Brividi estetici e raggricciare la pelle per combattere la depressione

 

 

GIOVANNA REZZONI

 

 

NOTE E NOTIZIE - Anno XXI – 27 gennaio 2024.

Testi pubblicati sul sito www.brainmindlife.org della Società Nazionale di Neuroscienze “Brain, Mind & Life - Italia” (BM&L-Italia).
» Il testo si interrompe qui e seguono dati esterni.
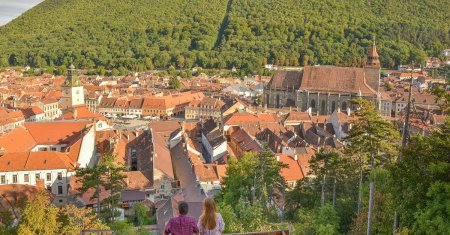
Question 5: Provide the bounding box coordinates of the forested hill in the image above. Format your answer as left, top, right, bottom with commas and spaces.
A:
0, 0, 449, 72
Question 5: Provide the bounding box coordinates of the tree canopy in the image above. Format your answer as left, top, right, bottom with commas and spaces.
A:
0, 0, 448, 73
16, 191, 110, 235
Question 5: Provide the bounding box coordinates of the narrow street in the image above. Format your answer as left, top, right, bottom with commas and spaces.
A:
170, 143, 206, 203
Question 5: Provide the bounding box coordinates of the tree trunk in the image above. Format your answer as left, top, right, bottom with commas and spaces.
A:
97, 183, 101, 217
367, 153, 375, 235
393, 211, 398, 234
109, 168, 115, 224
357, 160, 363, 214
321, 174, 326, 207
332, 176, 337, 208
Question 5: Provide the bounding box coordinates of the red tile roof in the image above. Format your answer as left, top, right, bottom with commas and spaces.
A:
276, 148, 314, 182
58, 106, 106, 121
0, 127, 36, 154
20, 106, 44, 118
301, 66, 377, 96
0, 184, 45, 209
0, 151, 74, 172
150, 121, 181, 179
24, 121, 91, 145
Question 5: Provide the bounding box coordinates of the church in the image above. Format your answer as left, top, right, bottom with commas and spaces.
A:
263, 42, 381, 115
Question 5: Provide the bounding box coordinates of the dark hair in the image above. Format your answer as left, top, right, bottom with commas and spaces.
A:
178, 201, 189, 215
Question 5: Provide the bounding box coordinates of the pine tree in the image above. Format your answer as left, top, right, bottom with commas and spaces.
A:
344, 99, 399, 234
75, 154, 127, 224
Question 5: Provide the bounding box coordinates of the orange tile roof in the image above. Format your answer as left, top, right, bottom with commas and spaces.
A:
276, 148, 314, 182
194, 164, 219, 182
122, 171, 153, 190
257, 113, 278, 122
224, 113, 259, 125
0, 127, 36, 153
311, 115, 328, 124
20, 106, 44, 117
142, 98, 166, 109
0, 184, 44, 209
66, 137, 83, 163
150, 121, 180, 179
0, 151, 74, 172
216, 164, 228, 182
285, 111, 311, 123
58, 106, 106, 121
24, 121, 91, 145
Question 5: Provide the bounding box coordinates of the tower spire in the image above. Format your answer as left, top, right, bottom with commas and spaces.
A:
367, 40, 380, 67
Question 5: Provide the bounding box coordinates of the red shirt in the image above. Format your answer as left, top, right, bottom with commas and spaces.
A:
165, 215, 199, 235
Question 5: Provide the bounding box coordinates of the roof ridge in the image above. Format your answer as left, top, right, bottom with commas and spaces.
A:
23, 124, 40, 143
24, 151, 32, 168
295, 155, 306, 178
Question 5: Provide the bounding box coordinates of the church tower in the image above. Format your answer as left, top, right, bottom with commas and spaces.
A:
60, 64, 84, 109
366, 41, 380, 67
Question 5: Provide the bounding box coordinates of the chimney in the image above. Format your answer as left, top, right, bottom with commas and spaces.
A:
127, 134, 130, 141
74, 109, 78, 119
307, 107, 312, 116
294, 155, 298, 161
276, 155, 280, 161
36, 179, 45, 189
347, 107, 351, 116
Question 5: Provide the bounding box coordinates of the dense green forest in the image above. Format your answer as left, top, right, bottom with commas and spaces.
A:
0, 0, 449, 73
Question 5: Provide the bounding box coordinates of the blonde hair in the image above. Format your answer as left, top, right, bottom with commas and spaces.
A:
200, 198, 217, 230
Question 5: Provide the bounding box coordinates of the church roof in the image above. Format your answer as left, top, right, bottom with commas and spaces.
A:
300, 66, 377, 96
267, 70, 303, 90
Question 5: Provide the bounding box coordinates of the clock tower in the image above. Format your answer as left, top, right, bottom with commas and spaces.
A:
60, 64, 84, 109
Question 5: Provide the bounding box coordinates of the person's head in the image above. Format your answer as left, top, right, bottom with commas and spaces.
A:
178, 201, 189, 216
200, 198, 217, 229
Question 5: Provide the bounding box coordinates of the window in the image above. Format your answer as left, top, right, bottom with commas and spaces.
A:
160, 184, 165, 190
331, 101, 336, 112
321, 100, 326, 114
341, 101, 347, 111
46, 185, 51, 191
36, 173, 40, 181
24, 174, 29, 183
310, 99, 316, 108
58, 185, 63, 195
57, 172, 62, 180
51, 147, 57, 151
47, 173, 51, 181
0, 175, 5, 184
13, 174, 18, 183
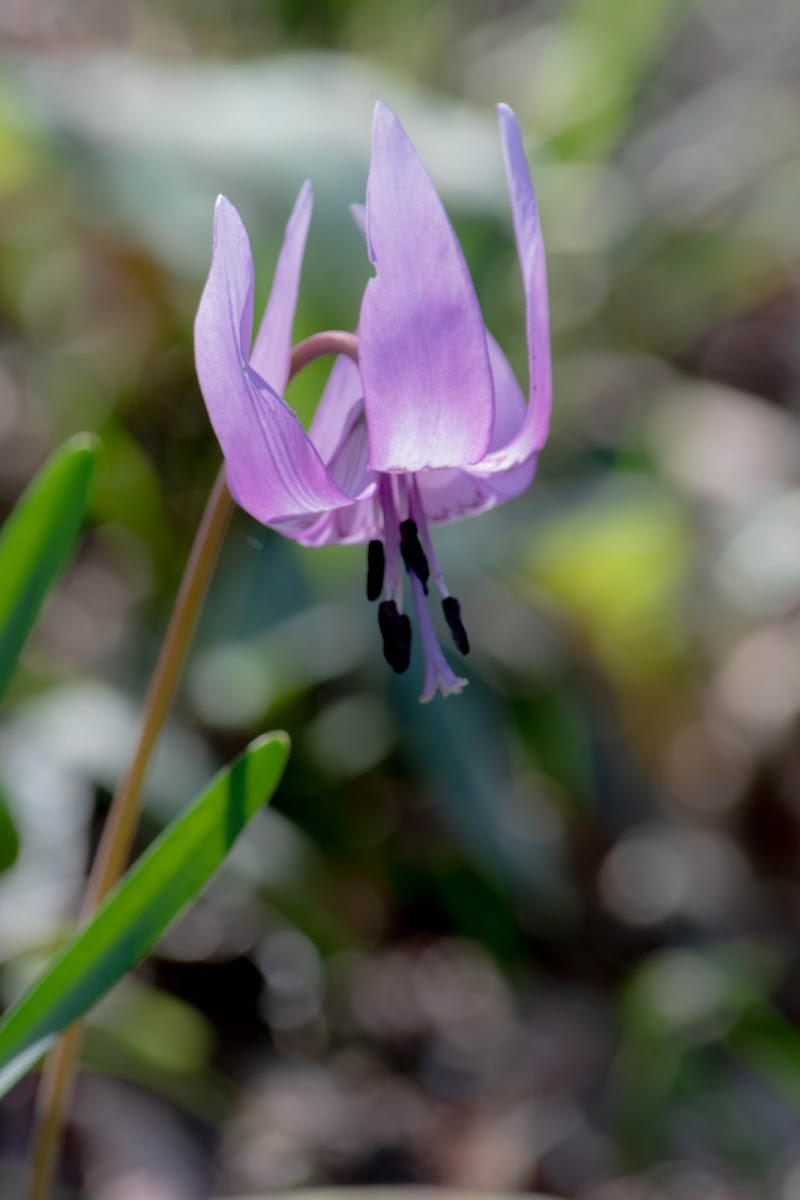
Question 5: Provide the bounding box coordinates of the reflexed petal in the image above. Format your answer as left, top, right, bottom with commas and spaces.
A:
326, 410, 371, 495
194, 199, 371, 524
276, 495, 381, 546
249, 181, 313, 390
195, 196, 258, 480
225, 369, 371, 523
473, 105, 551, 475
486, 331, 527, 451
414, 332, 532, 524
275, 411, 378, 545
309, 352, 363, 463
202, 195, 256, 359
417, 457, 536, 525
359, 102, 494, 473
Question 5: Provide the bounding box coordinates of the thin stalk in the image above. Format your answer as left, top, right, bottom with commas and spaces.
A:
26, 330, 359, 1200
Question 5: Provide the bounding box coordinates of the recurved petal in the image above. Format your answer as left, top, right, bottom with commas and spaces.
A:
271, 410, 376, 547
308, 352, 363, 463
228, 366, 373, 524
416, 457, 536, 525
473, 105, 552, 476
278, 406, 379, 545
274, 492, 381, 546
199, 196, 256, 360
359, 102, 494, 473
195, 196, 257, 467
486, 331, 527, 451
410, 330, 532, 526
249, 181, 313, 391
194, 200, 371, 524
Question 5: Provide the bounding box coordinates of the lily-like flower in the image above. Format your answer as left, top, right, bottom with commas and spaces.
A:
194, 103, 550, 701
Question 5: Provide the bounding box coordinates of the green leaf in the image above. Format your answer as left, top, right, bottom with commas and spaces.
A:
0, 781, 20, 873
0, 1036, 54, 1099
0, 732, 289, 1095
0, 434, 98, 699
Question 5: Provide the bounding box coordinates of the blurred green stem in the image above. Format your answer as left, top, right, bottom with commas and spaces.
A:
26, 330, 360, 1200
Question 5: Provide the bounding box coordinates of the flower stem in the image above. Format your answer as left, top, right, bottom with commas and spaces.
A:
25, 330, 358, 1200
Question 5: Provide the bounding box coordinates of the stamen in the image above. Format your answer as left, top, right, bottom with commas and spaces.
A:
407, 476, 449, 598
366, 539, 385, 601
400, 519, 430, 592
378, 600, 412, 673
407, 476, 470, 655
378, 476, 402, 607
442, 596, 470, 655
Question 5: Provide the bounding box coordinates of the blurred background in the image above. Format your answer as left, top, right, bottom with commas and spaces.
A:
1, 0, 800, 1196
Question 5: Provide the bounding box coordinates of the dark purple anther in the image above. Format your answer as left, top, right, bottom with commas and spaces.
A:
399, 519, 429, 592
367, 539, 385, 601
378, 599, 412, 673
442, 596, 470, 655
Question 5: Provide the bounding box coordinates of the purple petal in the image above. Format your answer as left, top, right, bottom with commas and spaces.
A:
416, 457, 536, 525
359, 102, 494, 473
249, 181, 312, 390
205, 195, 255, 358
473, 105, 552, 475
308, 352, 363, 463
486, 332, 527, 451
414, 334, 533, 524
324, 408, 371, 497
275, 493, 381, 546
194, 197, 372, 523
276, 406, 379, 545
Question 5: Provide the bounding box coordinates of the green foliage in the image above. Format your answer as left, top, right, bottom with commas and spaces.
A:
0, 434, 97, 699
0, 732, 289, 1098
1, 0, 800, 1191
0, 784, 20, 874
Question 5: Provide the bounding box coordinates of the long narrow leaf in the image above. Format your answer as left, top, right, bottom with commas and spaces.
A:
0, 1036, 55, 1099
0, 732, 289, 1094
0, 433, 98, 699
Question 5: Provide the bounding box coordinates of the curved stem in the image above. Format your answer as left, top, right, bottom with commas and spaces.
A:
290, 329, 358, 374
26, 330, 357, 1200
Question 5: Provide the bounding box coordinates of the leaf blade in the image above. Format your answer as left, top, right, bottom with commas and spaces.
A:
0, 732, 289, 1093
0, 434, 98, 699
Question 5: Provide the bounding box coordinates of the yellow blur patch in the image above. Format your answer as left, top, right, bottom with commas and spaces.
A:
521, 481, 691, 685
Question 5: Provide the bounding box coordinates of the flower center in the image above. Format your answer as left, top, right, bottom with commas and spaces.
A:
366, 474, 469, 701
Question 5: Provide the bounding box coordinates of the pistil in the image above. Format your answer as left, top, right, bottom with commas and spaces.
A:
407, 475, 471, 658
409, 573, 467, 702
378, 475, 403, 607
369, 473, 471, 694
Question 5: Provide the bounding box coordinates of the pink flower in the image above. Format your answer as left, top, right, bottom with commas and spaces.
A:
195, 104, 551, 701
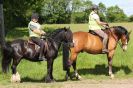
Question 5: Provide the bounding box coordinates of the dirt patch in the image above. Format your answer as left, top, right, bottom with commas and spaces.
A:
61, 79, 133, 88
1, 79, 133, 88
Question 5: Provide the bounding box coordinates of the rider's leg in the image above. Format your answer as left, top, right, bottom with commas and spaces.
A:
30, 37, 47, 60
39, 39, 47, 61
93, 30, 108, 53
102, 33, 108, 52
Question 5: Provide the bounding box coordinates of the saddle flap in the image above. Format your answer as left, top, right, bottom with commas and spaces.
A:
27, 39, 49, 54
89, 29, 109, 38
27, 40, 40, 51
89, 30, 97, 35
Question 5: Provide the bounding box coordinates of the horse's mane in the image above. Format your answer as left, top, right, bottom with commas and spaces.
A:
113, 26, 128, 36
48, 28, 65, 38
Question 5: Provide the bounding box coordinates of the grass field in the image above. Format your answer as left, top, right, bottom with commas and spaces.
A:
0, 23, 133, 87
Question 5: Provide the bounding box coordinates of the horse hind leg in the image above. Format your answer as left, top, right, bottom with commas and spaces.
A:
11, 57, 21, 83
65, 52, 79, 80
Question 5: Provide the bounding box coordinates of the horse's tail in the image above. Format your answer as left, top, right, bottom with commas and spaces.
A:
62, 44, 71, 71
1, 42, 13, 73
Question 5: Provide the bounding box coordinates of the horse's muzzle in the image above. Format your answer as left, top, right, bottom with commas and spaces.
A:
122, 45, 127, 52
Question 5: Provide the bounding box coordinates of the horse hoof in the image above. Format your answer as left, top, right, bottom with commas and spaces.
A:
11, 76, 21, 83
45, 76, 54, 83
76, 75, 82, 80
51, 79, 55, 83
11, 72, 21, 83
45, 80, 55, 83
65, 74, 70, 81
110, 74, 114, 79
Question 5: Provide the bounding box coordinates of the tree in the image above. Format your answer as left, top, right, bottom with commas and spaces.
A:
106, 5, 128, 22
41, 0, 71, 23
71, 0, 93, 23
3, 0, 44, 33
129, 15, 133, 22
98, 2, 107, 21
0, 0, 5, 46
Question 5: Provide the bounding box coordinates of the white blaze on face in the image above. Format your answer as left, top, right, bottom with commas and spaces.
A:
122, 40, 128, 51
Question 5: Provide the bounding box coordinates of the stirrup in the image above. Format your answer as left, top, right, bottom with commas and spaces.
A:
102, 49, 109, 53
39, 56, 47, 61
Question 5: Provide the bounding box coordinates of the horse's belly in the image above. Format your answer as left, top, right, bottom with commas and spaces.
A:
84, 37, 103, 54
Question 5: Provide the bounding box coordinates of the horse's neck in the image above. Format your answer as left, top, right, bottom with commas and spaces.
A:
107, 28, 120, 42
51, 33, 63, 50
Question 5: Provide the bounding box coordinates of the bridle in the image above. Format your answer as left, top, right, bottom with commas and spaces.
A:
42, 30, 73, 47
107, 27, 127, 48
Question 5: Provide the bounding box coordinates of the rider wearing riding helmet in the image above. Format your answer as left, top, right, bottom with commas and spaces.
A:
88, 4, 109, 53
28, 13, 47, 61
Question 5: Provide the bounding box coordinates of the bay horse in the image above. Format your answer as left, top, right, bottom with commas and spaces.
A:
2, 27, 74, 83
63, 26, 130, 80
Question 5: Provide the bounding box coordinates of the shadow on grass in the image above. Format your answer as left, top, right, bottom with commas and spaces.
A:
20, 64, 132, 83
21, 76, 67, 83
21, 77, 45, 83
78, 64, 132, 76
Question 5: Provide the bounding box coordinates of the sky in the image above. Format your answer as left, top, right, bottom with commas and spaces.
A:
92, 0, 133, 16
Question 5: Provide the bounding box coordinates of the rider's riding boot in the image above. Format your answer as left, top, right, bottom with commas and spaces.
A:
102, 37, 109, 53
38, 41, 47, 61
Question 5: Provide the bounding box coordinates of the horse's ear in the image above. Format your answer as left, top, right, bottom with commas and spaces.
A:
64, 27, 66, 29
128, 30, 132, 36
68, 26, 70, 29
64, 26, 70, 31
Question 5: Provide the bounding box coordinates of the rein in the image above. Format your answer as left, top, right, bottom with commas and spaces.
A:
42, 35, 70, 47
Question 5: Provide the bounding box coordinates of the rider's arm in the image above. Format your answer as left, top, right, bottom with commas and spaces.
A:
29, 24, 44, 35
96, 19, 108, 25
93, 14, 108, 26
40, 29, 46, 35
32, 29, 43, 35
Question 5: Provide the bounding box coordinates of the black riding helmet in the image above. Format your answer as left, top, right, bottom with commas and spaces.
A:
91, 4, 99, 10
31, 13, 39, 20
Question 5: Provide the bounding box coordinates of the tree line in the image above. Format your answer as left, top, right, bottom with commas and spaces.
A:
3, 0, 133, 32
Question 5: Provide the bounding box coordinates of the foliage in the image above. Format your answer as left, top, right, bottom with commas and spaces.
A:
106, 5, 128, 22
41, 0, 71, 24
129, 15, 133, 22
98, 2, 107, 21
3, 0, 44, 32
3, 0, 132, 33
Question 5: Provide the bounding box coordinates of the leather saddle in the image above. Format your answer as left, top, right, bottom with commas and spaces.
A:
27, 39, 49, 53
88, 29, 109, 39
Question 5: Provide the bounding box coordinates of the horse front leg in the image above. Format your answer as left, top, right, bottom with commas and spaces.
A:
45, 58, 54, 83
11, 58, 21, 83
72, 61, 82, 80
65, 68, 71, 80
107, 50, 115, 79
65, 53, 79, 80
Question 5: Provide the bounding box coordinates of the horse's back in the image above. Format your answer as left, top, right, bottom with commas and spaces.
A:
72, 31, 103, 53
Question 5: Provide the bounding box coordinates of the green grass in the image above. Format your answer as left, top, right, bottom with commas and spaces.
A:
0, 23, 133, 87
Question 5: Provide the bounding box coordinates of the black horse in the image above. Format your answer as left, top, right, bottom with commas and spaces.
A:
2, 27, 74, 83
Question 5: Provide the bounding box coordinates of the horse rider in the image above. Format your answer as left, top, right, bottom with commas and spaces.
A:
88, 4, 109, 53
28, 13, 47, 61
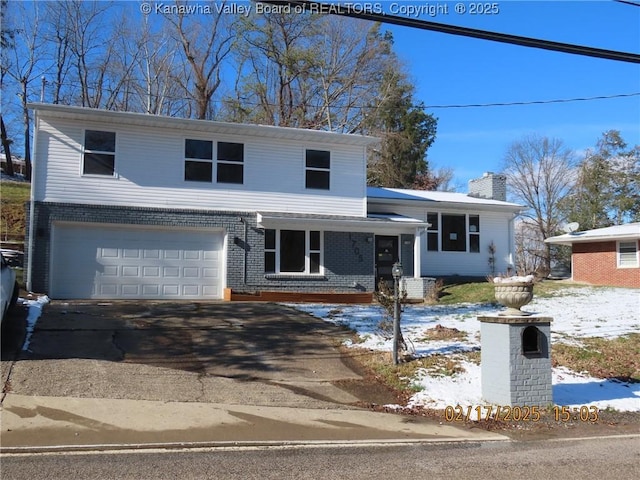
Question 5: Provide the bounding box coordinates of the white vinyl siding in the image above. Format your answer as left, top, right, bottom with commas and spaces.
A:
368, 203, 514, 277
421, 212, 511, 276
618, 241, 639, 268
35, 118, 366, 217
50, 223, 224, 299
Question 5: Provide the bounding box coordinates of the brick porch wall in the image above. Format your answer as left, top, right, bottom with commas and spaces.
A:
572, 240, 640, 288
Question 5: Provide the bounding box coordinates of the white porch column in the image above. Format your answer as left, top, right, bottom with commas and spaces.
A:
414, 227, 422, 278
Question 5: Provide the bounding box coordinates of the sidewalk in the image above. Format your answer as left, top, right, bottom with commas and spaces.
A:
0, 393, 507, 452
1, 301, 508, 452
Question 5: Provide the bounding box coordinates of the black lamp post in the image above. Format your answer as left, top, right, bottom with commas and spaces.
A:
391, 261, 403, 365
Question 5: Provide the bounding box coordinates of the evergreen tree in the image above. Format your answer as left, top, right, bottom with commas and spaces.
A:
366, 69, 437, 188
562, 131, 640, 230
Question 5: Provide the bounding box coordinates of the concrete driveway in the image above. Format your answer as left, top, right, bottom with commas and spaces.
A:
3, 301, 397, 409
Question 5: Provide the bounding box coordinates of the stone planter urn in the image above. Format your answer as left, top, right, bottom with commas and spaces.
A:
493, 275, 535, 316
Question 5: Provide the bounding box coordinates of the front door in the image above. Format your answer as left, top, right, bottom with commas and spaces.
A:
375, 235, 399, 289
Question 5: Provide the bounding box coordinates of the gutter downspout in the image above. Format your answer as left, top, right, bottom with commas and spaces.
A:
26, 110, 38, 292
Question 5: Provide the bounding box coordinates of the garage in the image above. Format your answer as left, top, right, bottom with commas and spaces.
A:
50, 223, 224, 299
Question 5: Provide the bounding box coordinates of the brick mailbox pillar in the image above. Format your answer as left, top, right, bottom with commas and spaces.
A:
479, 315, 553, 406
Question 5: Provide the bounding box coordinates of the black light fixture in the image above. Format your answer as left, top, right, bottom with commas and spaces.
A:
392, 262, 403, 280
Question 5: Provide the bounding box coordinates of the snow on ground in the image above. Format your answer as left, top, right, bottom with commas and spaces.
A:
290, 286, 640, 416
20, 295, 50, 352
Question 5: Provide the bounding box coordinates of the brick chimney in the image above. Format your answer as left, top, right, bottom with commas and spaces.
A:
468, 172, 507, 202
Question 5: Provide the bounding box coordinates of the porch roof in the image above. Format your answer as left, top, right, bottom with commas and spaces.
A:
256, 211, 427, 233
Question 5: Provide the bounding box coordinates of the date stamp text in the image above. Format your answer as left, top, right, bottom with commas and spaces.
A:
444, 405, 599, 422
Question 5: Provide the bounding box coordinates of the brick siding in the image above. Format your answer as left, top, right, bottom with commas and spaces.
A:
480, 319, 553, 407
26, 201, 376, 296
572, 240, 640, 288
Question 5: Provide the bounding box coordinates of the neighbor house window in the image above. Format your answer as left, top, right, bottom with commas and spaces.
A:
618, 241, 639, 268
469, 215, 480, 253
305, 149, 330, 190
185, 139, 213, 182
83, 130, 116, 176
217, 141, 243, 184
426, 213, 439, 251
264, 229, 323, 274
442, 214, 466, 252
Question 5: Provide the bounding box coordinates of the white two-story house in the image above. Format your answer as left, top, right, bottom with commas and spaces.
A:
26, 103, 522, 302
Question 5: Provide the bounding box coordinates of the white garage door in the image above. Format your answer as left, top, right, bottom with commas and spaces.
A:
50, 223, 224, 299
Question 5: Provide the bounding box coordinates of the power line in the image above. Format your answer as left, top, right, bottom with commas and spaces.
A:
614, 0, 640, 7
259, 1, 640, 63
425, 92, 640, 109
30, 78, 640, 111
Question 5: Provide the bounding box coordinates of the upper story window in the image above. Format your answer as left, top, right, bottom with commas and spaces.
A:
217, 141, 244, 184
618, 241, 639, 268
83, 130, 116, 176
305, 149, 330, 190
264, 229, 323, 274
185, 139, 213, 182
Oltre a notizie o commenti relativi a fatti ed eventi rilevanti per la Società, la sezione “note e notizie” presenta settimanalmente lavori neuroscientifici selezionati fra quelli pubblicati o in corso di pubblicazione sulle maggiori riviste e il cui argomento è oggetto di studio dei soci componenti lo staff dei recensori della Commissione Scientifica della Società.

 

 

[Tipologia del testo: RECENSIONE]

 

Purtroppo un principio fondamentale della terapia psichiatrica chiaramente formulato dal nostro presidente già prima della nascita della nostra società scientifica, ossia avere l’obiettivo di modificare il quadro funzionale patologico attivo nel cervello del paziente, è ancora ignorato da molti psichiatri e dalla maggior parte degli psicologi psicoterapeuti impegnati nel trattamento di persone affette da disturbi psichiatrici. Senza questo scopo prioritario al quale si associano e si accostano gli interventi palliativi e di fase acuta volti al trattamento dei sintomi per ottenere benessere soggettivo, interruzione di circoli viziosi o escalation ed esercizio delle risorse psico-adattative, si regredisce a un’epoca pre-scientifica e si cade nell’illusione che qualsiasi rimedio che provochi qualche effetto positivo (cromoterapia, aromaterapia, fitoterapia, musicoterapia, ecc.) abbia dignità ed efficacia di cura medica.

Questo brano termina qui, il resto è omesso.